Characterization of lethal inhalational infection with Francisella tularensis in the common marmoset (Callithrix jacchus)

Abstract

The intracellular Gram-negative pathogen Francisella tularensis is the causative agent of tularaemia and is prevalent in many countries in the northern hemisphere. To determine whether the common marmoset (Callithrix jacchus) would be a suitable non-human primate model of inhalational tularaemia, a pathophysiology study was undertaken. Ten animals were challenged with approximately 10(2) c.f.u. F. tularensis strain SCHU S4 (F. tularensis subsp. tularensis). To look for trends in the infection, pairs of animals were sacrificed at 24 h intervals between 0 and 96 h post-challenge and blood and organs were assessed for bacteriology, pathology and haematological and immunological parameters. The first indication of infection was a raised core temperature at 3 days post-challenge. This coincided with a number of other factors: a rapid increase in the number of bacteria isolated from all organs, more pronounced gross pathology and histopathology, and an increase in the immunological response. As the disease progressed, higher bacterial and cytokine levels were detected. More extensive pathology was observed, with multifocal lesions seen in the lungs, liver and spleen. Disease progression in the common marmoset appears to be consistent with human clinical and pathological features of tularaemia, indicating that this may be a suitable animal model for the investigation of novel medical interventions such as vaccines or therapeutics.

Fig. 1.

Bacterial load isolated from selected marmoset organs at different times post-challenge with ∼10² c.f.u. inhalational F. tularensis [n=2 for all time points, except terminal animals where n=6 (samples obtained from a previous study; Nelson et al., 2009)].

Fig. 2.

Cellular populations isolated from selected marmoset organs at different times after challenge with ∼10² c.f.u. inhalational F. tularensis [n=2 for all time points, except naïve control animals (baseline values) where n=3]. (a) Lymphocyte populations in the lung. (b) T-cell summary.

Fig. 3.

Haematoxylin and eosin-stained sections from marmosets infected with ∼10² c.f.u.
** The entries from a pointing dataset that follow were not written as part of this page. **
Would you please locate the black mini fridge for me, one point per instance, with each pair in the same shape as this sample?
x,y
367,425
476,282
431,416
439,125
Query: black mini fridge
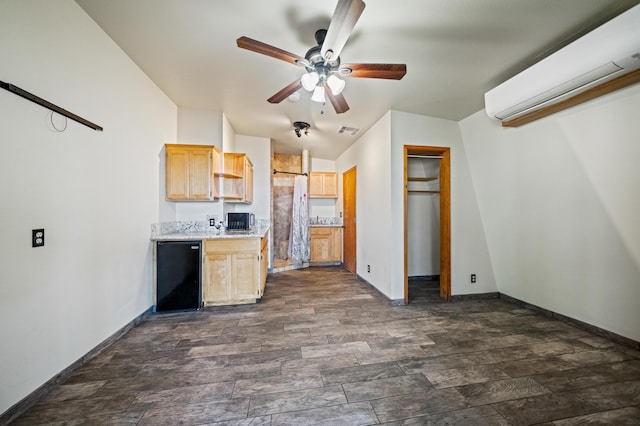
x,y
178,275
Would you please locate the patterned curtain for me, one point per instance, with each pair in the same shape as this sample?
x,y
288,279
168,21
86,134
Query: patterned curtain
x,y
299,233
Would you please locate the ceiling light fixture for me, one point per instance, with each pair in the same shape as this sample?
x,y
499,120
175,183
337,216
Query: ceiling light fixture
x,y
318,94
321,72
300,126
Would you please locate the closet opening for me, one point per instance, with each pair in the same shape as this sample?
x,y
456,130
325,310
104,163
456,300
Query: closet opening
x,y
426,224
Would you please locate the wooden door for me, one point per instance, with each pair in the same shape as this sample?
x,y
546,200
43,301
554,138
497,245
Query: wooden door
x,y
349,219
245,281
320,241
216,277
177,173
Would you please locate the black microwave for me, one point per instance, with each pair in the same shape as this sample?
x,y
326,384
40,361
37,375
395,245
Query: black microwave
x,y
240,221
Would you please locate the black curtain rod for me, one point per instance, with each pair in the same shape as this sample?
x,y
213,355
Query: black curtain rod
x,y
35,99
288,173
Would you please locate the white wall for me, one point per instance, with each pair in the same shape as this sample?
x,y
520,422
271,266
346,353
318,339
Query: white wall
x,y
469,253
559,199
374,221
378,155
199,127
258,150
95,193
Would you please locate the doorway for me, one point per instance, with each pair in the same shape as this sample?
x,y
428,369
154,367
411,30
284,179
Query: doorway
x,y
349,219
443,176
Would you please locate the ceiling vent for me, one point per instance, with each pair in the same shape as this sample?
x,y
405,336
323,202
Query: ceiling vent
x,y
606,53
346,130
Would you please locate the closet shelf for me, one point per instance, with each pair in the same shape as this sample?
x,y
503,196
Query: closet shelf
x,y
416,179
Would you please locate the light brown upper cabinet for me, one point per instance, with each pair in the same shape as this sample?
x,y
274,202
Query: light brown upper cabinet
x,y
237,178
190,171
323,185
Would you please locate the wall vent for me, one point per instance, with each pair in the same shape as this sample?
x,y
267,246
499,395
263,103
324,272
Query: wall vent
x,y
346,130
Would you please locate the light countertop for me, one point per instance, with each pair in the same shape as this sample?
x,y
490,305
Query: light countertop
x,y
256,232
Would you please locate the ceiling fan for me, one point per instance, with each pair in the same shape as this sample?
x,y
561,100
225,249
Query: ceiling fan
x,y
322,62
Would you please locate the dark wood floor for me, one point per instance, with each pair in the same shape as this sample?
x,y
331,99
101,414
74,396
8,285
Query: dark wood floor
x,y
323,349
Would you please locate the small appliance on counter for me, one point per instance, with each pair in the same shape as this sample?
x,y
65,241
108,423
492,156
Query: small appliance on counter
x,y
240,221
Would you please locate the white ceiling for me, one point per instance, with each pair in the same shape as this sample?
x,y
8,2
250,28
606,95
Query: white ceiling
x,y
455,50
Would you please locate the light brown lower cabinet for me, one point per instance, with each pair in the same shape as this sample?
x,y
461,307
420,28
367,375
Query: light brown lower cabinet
x,y
234,270
326,245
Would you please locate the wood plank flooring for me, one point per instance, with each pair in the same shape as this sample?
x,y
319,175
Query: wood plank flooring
x,y
324,349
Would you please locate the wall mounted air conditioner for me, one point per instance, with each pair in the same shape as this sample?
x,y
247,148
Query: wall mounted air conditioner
x,y
604,54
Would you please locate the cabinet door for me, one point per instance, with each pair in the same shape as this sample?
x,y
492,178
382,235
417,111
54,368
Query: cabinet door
x,y
248,182
320,240
336,245
216,280
177,174
189,173
245,276
264,263
200,162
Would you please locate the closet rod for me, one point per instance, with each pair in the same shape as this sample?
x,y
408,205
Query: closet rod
x,y
55,108
424,156
288,173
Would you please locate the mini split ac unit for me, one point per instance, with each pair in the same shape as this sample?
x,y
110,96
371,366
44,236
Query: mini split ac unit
x,y
602,55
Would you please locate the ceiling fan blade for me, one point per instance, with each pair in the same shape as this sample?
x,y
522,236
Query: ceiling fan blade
x,y
285,93
342,23
267,49
338,101
387,71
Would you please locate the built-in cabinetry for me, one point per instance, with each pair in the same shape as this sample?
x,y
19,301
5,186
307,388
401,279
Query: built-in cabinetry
x,y
323,185
235,270
237,178
190,171
326,245
193,173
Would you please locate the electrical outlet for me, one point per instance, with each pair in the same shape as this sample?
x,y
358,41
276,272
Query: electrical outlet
x,y
37,237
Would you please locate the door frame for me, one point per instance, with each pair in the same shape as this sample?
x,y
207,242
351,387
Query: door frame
x,y
445,216
355,224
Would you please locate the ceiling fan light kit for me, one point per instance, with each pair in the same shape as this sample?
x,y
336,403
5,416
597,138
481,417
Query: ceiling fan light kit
x,y
300,126
318,94
322,62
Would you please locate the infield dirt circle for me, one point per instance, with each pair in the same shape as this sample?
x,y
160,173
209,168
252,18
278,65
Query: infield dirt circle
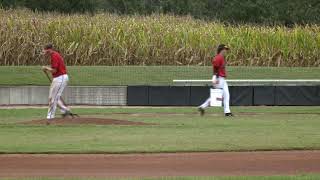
x,y
160,165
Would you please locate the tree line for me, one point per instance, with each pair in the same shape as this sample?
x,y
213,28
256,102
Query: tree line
x,y
270,12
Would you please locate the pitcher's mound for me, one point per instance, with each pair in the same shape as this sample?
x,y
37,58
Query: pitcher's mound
x,y
86,121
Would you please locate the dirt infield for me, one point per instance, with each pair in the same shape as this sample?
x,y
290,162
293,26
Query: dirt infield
x,y
86,121
159,165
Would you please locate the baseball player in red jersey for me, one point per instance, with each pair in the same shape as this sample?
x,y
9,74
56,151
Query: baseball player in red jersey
x,y
59,82
219,80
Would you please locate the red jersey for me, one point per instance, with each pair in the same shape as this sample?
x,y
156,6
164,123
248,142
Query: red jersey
x,y
57,63
219,66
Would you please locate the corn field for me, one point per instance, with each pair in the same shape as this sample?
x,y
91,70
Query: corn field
x,y
107,39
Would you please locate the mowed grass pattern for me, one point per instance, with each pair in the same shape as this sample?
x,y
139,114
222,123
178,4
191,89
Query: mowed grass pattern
x,y
178,130
146,75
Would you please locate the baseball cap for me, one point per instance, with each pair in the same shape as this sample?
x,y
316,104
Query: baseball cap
x,y
48,46
223,47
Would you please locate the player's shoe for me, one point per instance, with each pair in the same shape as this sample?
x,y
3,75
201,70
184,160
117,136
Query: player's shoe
x,y
68,113
202,111
229,115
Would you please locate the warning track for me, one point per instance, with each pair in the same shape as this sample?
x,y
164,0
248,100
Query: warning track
x,y
159,165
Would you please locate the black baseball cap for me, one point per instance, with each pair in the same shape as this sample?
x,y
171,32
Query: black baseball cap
x,y
48,46
222,47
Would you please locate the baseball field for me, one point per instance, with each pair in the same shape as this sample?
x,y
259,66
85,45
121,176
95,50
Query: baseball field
x,y
162,142
108,54
147,75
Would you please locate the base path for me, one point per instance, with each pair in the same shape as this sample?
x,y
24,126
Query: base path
x,y
159,165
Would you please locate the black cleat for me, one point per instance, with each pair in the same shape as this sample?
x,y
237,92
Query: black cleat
x,y
202,111
68,113
229,115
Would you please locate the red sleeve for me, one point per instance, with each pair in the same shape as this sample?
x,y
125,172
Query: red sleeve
x,y
54,62
217,62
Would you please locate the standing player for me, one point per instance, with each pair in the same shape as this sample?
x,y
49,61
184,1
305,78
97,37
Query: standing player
x,y
59,82
219,80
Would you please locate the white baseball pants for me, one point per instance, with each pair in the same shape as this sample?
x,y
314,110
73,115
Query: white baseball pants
x,y
226,95
57,87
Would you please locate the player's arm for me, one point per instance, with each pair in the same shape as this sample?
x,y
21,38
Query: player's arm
x,y
216,67
49,69
54,65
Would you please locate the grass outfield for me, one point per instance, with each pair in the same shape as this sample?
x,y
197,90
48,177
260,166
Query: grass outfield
x,y
179,130
302,177
147,75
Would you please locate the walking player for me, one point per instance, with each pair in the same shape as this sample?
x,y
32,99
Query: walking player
x,y
59,83
219,80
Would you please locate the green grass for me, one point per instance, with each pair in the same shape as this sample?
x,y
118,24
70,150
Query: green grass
x,y
179,130
147,75
301,177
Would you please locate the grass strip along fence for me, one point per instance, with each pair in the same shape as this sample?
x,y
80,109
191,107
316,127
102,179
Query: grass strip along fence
x,y
113,40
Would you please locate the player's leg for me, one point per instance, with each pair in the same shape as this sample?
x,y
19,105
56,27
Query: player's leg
x,y
52,103
204,106
57,88
226,99
63,107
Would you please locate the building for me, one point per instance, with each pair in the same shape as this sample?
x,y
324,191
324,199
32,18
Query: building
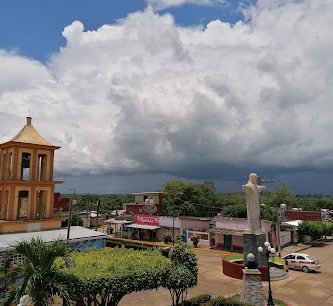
x,y
27,194
60,204
145,203
26,182
228,232
303,215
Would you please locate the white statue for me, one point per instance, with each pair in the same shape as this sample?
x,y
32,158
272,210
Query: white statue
x,y
252,192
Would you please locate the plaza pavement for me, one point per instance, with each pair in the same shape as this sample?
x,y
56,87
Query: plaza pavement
x,y
300,289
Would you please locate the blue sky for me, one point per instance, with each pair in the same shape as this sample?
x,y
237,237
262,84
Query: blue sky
x,y
33,28
187,89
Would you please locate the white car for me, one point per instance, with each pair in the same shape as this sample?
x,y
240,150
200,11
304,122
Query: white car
x,y
301,261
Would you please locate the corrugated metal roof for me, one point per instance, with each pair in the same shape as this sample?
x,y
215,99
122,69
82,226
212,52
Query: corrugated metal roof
x,y
76,233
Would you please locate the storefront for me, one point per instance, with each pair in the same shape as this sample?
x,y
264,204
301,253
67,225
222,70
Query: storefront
x,y
117,228
144,228
228,233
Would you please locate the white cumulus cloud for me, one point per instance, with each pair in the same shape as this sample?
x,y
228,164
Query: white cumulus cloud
x,y
163,4
148,95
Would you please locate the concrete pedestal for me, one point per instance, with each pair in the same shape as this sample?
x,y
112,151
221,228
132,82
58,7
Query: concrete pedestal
x,y
251,242
252,291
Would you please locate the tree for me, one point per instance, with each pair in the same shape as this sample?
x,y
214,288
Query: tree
x,y
183,273
36,276
103,277
189,199
282,194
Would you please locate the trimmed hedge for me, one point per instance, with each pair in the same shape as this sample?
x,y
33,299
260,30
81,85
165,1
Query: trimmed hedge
x,y
198,300
223,301
113,244
205,300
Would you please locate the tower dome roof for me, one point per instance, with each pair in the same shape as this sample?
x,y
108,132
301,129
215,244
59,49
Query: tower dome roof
x,y
30,135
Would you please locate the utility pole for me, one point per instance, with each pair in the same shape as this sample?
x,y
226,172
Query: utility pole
x,y
98,206
71,202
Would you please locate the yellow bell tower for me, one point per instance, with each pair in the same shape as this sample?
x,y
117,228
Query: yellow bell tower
x,y
26,182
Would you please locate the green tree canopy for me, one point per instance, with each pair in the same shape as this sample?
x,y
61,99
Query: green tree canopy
x,y
103,277
282,194
36,276
189,199
183,273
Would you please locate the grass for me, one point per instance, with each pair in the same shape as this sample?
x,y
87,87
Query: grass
x,y
276,302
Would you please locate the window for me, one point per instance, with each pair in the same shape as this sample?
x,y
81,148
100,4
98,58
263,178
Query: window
x,y
25,166
42,158
22,205
290,257
41,204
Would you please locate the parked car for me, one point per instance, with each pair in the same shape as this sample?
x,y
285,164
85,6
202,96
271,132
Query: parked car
x,y
301,261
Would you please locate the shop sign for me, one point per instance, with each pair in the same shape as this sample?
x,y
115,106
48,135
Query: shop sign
x,y
148,220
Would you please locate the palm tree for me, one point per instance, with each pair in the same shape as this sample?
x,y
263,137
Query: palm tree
x,y
36,276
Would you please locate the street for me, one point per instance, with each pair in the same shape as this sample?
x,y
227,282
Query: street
x,y
300,289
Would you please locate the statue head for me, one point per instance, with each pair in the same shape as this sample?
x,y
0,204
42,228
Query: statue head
x,y
253,178
251,261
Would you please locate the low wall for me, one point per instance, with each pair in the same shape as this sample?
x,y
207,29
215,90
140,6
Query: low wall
x,y
234,270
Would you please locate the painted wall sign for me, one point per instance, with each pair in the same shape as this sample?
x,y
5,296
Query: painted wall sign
x,y
148,220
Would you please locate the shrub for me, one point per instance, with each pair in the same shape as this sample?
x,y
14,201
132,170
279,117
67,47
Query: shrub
x,y
195,239
167,237
180,238
223,301
198,300
108,275
183,274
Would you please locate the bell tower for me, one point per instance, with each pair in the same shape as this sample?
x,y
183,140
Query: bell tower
x,y
26,182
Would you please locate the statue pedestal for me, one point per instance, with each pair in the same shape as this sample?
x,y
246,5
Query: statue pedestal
x,y
252,291
251,242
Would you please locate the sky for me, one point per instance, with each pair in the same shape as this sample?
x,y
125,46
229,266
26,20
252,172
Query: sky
x,y
141,92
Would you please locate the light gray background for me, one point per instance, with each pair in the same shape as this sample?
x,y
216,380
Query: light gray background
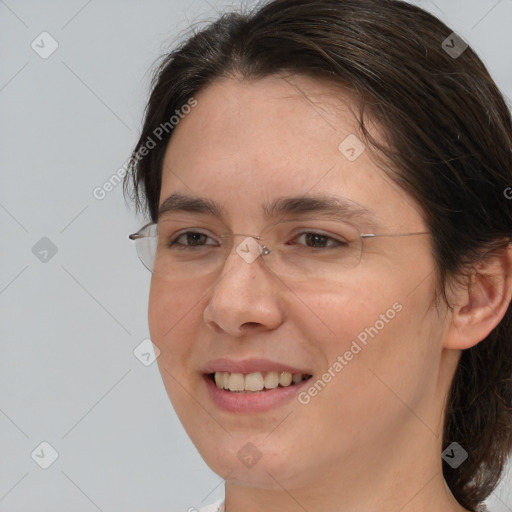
x,y
69,326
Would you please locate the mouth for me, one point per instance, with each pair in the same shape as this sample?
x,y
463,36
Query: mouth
x,y
256,382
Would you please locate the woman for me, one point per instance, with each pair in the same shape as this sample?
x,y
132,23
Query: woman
x,y
330,246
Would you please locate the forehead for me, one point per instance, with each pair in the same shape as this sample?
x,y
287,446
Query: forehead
x,y
247,142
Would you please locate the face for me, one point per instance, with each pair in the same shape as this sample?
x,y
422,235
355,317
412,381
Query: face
x,y
367,337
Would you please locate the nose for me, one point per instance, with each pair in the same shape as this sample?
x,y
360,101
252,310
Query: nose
x,y
247,296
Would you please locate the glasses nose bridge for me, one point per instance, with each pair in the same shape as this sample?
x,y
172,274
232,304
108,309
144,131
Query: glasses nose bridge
x,y
263,249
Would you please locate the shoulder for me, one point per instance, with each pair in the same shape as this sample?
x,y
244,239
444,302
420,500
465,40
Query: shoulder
x,y
218,506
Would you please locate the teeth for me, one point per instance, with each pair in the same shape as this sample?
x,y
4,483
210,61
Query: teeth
x,y
271,380
256,381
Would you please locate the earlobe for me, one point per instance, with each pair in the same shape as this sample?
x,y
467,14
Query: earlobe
x,y
482,302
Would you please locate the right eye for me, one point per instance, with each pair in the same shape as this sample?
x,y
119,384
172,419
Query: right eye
x,y
189,239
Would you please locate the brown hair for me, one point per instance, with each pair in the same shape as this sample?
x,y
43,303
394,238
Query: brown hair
x,y
449,143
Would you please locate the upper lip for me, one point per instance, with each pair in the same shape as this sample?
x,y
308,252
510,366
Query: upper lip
x,y
249,366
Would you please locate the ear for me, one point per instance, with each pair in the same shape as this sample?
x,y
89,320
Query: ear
x,y
482,302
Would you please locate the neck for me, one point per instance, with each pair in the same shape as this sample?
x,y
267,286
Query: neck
x,y
403,477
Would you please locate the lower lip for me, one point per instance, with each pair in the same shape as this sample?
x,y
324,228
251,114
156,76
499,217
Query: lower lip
x,y
252,402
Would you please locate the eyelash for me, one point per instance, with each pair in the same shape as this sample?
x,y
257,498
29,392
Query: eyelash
x,y
174,241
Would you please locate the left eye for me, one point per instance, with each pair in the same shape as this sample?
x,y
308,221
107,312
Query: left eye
x,y
319,240
192,239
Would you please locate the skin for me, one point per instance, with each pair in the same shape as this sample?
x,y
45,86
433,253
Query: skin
x,y
371,440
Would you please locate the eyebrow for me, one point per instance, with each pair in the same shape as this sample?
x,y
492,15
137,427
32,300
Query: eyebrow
x,y
333,207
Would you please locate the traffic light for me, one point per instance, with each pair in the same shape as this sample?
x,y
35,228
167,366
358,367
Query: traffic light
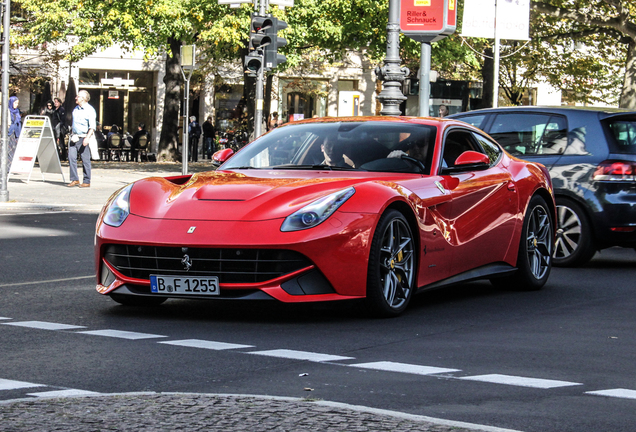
x,y
259,36
271,57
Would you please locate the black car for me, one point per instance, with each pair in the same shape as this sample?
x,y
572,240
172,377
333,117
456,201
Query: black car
x,y
591,155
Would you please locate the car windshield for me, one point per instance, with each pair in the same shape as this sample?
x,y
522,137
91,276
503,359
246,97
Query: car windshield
x,y
356,146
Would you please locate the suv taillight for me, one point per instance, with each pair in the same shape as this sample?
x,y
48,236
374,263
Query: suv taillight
x,y
615,171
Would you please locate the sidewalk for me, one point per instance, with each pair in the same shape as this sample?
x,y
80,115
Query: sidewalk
x,y
107,177
151,412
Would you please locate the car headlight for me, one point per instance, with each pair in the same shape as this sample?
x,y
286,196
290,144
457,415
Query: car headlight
x,y
118,208
317,212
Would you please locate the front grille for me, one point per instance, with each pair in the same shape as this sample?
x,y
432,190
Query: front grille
x,y
230,265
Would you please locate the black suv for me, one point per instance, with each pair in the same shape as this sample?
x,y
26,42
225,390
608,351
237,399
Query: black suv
x,y
591,155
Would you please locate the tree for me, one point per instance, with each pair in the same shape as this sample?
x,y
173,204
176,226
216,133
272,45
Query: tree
x,y
599,35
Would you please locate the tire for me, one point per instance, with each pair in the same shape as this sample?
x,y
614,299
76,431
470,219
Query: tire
x,y
392,266
573,245
140,301
534,261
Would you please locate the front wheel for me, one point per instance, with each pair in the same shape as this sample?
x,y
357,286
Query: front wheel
x,y
391,273
534,261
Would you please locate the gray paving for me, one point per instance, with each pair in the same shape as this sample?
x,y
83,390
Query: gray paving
x,y
196,412
161,411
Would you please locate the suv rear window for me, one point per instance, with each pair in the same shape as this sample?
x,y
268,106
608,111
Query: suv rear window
x,y
624,133
524,134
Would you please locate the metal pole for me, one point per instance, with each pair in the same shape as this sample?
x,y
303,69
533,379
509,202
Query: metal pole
x,y
425,80
6,22
185,150
495,80
260,78
391,74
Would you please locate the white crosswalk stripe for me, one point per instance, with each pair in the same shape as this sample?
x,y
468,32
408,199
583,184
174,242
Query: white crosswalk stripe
x,y
404,368
15,385
300,355
63,393
121,334
619,393
520,381
212,345
43,325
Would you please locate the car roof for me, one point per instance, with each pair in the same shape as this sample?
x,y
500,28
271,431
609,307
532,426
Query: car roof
x,y
603,112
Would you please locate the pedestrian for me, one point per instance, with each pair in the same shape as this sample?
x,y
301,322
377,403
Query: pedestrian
x,y
194,134
83,127
15,126
60,129
134,144
208,138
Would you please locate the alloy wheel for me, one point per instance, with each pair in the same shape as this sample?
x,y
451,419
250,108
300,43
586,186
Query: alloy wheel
x,y
569,232
539,242
396,263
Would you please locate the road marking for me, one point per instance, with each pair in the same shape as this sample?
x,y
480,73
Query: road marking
x,y
121,334
519,381
620,393
404,368
301,355
63,393
198,343
42,325
47,281
12,385
11,231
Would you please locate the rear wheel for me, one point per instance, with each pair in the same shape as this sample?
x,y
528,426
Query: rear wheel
x,y
534,261
573,245
128,300
391,273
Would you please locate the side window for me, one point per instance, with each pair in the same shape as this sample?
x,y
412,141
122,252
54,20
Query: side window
x,y
490,148
475,120
520,133
456,143
555,137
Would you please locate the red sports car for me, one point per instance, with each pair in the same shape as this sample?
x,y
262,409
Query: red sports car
x,y
326,209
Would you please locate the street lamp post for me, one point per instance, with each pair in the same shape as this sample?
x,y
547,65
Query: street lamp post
x,y
391,74
187,64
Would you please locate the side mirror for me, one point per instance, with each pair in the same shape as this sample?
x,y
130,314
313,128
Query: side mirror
x,y
221,156
472,158
468,161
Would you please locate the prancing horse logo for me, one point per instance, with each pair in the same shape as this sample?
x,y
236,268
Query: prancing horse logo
x,y
187,262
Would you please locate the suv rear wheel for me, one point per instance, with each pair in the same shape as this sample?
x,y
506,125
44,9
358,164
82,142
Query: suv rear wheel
x,y
574,245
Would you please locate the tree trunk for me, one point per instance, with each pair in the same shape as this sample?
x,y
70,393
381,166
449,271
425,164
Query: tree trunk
x,y
628,94
169,139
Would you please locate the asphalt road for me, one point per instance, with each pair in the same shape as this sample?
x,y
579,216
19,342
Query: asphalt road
x,y
561,359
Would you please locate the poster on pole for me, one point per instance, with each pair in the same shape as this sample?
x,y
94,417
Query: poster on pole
x,y
513,19
36,141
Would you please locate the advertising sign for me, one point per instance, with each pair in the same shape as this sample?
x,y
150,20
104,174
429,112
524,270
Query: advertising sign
x,y
428,20
513,19
36,141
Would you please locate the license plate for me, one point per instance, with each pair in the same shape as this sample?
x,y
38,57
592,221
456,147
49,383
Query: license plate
x,y
160,284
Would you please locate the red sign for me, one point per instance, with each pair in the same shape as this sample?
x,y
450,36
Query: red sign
x,y
428,20
422,15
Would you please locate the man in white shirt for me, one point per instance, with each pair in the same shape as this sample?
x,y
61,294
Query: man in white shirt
x,y
84,125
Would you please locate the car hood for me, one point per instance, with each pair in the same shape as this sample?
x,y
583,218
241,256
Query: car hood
x,y
231,196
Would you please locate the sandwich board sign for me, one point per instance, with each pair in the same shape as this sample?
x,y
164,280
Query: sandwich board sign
x,y
36,140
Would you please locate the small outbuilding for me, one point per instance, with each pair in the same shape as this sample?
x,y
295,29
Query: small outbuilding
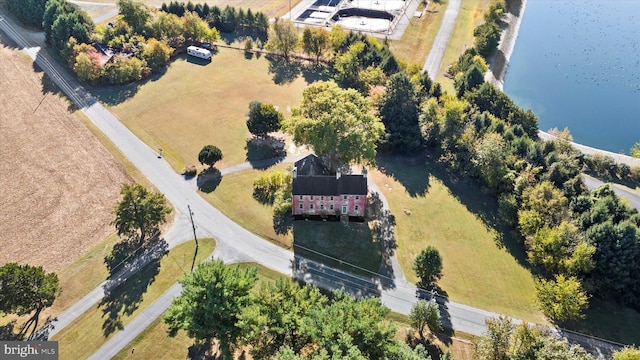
x,y
317,194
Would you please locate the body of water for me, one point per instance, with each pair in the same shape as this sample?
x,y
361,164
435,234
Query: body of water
x,y
576,64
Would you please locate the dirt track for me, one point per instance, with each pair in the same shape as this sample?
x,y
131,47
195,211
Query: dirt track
x,y
58,184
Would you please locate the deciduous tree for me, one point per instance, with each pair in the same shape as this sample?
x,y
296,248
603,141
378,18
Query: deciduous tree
x,y
425,314
428,266
156,54
263,119
399,111
315,41
336,123
283,37
212,299
140,212
209,155
562,298
276,316
135,13
25,289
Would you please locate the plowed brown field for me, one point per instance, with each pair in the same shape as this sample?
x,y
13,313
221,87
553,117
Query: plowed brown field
x,y
58,184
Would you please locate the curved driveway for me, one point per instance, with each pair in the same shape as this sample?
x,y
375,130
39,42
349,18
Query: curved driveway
x,y
234,242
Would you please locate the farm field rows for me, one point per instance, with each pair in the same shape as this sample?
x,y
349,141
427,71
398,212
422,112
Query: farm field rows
x,y
53,169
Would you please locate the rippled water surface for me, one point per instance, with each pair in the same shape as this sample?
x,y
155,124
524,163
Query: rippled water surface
x,y
576,63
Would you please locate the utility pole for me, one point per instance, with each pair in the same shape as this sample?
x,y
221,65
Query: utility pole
x,y
193,226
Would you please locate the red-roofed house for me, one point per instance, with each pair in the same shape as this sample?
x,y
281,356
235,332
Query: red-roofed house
x,y
318,194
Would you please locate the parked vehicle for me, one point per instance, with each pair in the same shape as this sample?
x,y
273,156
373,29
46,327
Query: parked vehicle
x,y
199,52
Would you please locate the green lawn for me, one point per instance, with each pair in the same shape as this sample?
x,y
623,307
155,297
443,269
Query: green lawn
x,y
469,17
416,42
482,268
154,343
356,243
195,104
271,8
93,328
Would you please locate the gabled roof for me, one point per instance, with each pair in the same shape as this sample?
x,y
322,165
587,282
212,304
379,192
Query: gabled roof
x,y
312,178
310,165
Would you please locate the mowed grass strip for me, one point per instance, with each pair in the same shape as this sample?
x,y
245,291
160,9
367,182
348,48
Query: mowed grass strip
x,y
469,16
476,270
234,197
352,247
416,42
93,328
196,104
155,343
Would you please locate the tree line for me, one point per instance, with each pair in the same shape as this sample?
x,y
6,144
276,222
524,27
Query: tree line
x,y
227,20
282,320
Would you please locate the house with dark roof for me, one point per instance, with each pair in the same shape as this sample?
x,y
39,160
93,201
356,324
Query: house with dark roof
x,y
316,193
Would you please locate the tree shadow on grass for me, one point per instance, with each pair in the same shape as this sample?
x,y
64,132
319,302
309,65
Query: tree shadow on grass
x,y
124,299
209,179
282,224
7,332
485,207
415,174
263,153
351,247
408,171
383,229
284,71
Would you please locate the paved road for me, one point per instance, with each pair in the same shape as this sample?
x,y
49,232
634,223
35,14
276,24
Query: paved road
x,y
436,54
234,242
622,191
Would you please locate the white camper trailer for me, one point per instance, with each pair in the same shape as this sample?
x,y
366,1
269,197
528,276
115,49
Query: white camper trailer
x,y
199,52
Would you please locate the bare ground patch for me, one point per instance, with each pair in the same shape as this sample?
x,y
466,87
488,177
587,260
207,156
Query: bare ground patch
x,y
58,184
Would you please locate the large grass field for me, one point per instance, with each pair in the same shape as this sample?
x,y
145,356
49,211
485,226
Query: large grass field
x,y
97,325
482,266
195,104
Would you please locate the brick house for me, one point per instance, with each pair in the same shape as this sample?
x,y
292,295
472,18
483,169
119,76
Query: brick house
x,y
317,194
F. tularensis by the airborne route. (a) Lung section from a marmoset at 72 h after challenge by the airborne route showing focal pneumonia. (b) Lung section from a marmoset at 96 h post-challenge showing extensive bronchopneumonia. (c) Liver section from a marmoset at 96 h post-challenge showing necrotizing hepatitis with the formation of microabscesses. (d) Spleen section from a marmoset at 96 h post-challenge showing necrotizing splenitis with the formation of microabscesses. Magnification: ×100 (a–c); ×200 (d).